A Russian proverb states, “Repetition is the mother of learning.” So forgive us if we wax a tad repetitive in reminding you that CSS, like other web standards, was not created for abstract purposes and was not intended for some distant future. Used well, right now, CSS provides practical benefits including (but not limited to) these:

  • Conserves user bandwidth, speeding page load times, especially over dial-up.

  • Reduces owner server and bandwidth overhead, thus saving money. (See the section “Outdated Markup: The Cost to Site Owners” in Chapter 1, “99.9% of Websites Are Obsolete.”)

  • Reduces design and development time. Producing the site shown in Chapters 8 and 10 took only a couple of hours, and part of that time we were working on Chapters 8 and 10, not the site. (These savings pertain only to time spent on development, of course: Creating content and artwork still takes as long as it takes.)

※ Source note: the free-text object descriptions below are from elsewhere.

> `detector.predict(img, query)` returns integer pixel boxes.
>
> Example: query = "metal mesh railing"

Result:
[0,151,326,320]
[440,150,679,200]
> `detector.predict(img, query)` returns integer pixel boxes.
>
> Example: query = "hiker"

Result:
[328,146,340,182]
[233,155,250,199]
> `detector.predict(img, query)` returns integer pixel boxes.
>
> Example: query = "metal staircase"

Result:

  • Reduces updating and maintenance time:

    • Content folks no longer need to worry about complex tables, font tags, and other old-school layout components that can break when text is updated. Because there are no (or few) such elements, there is little or nothing to break.

    • Designers, developers, and agencies no longer need to worry about clients breaking the site.

    • Global changes can be accomplished in minutes. Text too dark? Tweak a rule or two in the CSS file and the entire site instantly reflects the change.

  • Increases interoperability by adhering to W3C recommendations (web standards).

  • Increases accessibility by removing some, many, or all presentational elements from markup.